Analyst coverage for Gear Energy Ltd. (GENGF) is limited due to its OTC listing. However, key valuation metrics include a P/E ratio of 14.6 and a gross margin of 58.4%. Growth considerations include the company's ability to expand production from its existing asset base and make strategic acquisitions. Investors should conduct their own due diligence and consider the risks associated with investing in OTC stocks. The company's beta of 3.50 indicates a high level of volatility compared to the market.
What are the main risks for GENGF?
The main risks for Gear Energy Ltd. include commodity price volatility, increasing environmental regulations, competition from larger oil and gas companies, and geopolitical risks affecting energy markets. Fluctuations in commodity prices can significantly impact the company's revenue and profitability. Increasing environmental regulations can increase compliance costs and restrict operations. Competition from larger companies can limit the company's ability to acquire new properties and expand production. Geopolitical risks can disrupt energy markets and affect the company's ability to sell its products.
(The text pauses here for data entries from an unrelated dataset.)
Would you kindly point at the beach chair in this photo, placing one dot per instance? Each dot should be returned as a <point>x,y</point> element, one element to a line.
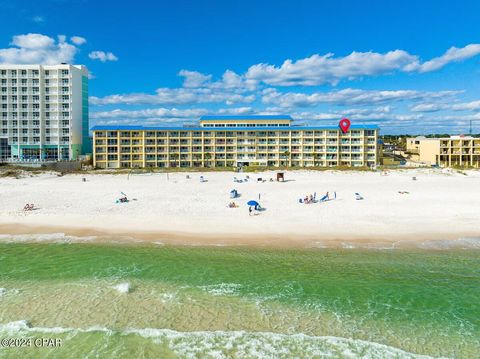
<point>358,197</point>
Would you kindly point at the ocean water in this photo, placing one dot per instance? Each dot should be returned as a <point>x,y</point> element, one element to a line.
<point>113,300</point>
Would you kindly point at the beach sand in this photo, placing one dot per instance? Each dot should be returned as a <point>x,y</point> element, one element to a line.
<point>171,208</point>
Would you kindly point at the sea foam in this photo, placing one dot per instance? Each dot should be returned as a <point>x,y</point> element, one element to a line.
<point>122,287</point>
<point>241,344</point>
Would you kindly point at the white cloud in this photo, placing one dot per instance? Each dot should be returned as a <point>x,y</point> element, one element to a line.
<point>428,107</point>
<point>347,97</point>
<point>175,96</point>
<point>453,54</point>
<point>102,56</point>
<point>38,19</point>
<point>33,41</point>
<point>434,107</point>
<point>78,40</point>
<point>318,69</point>
<point>467,106</point>
<point>193,79</point>
<point>38,49</point>
<point>158,113</point>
What are the key factors to evaluate for GENGF?
Gear Energy Ltd. (GENGF) holds an AI score of 43/100 (low). P/E: 14.6x vs the S&P 500's ~20-25x. Not financial advice.
How frequently does GENGF data refresh on this page?
GENGF prices update in real time during U.S. market hours. Fundamentals refresh after quarterly filings; analyst ratings and AI insights update daily; news is aggregated continuously.
What has driven GENGF's recent stock price performance?
Gear Energy Ltd. (GENGF) moves on earnings results, analyst revisions, sector rotation, and market sentiment. Notable catalyst: Proven reserves of heavy crude oil and natural gas. See the News tab for the latest drivers. Past performance does not predict future results.
Should investors consider GENGF overvalued or undervalued right now?
Gear Energy Ltd. (GENGF) trades at 14.6x earnings. Compare P/E, P/S, and EV/EBITDA against sector peers for a full view.
What research should beginners do before buying GENGF?
Before investing in Gear Energy Ltd. (GENGF), research these four areas: (1) the company's revenue model and competitive position (see Company Overview), (2) financial health through revenue growth, margins, and cash flow (see MoonshotScore), (3) what Wall Street analysts recommend and their price targets (see Analyst tab), and (4) specific risk factors that could impact the stock (see Risk Factors section).
Disclaimer: This content is for informational purposes only and does not constitute investment advice. Always do your own research and consult a financial advisor.
Official Resources
Data provided for informational purposes only.
- Financial data is based on information available as of 2021-12-31.
- OTC market data may be limited or delayed.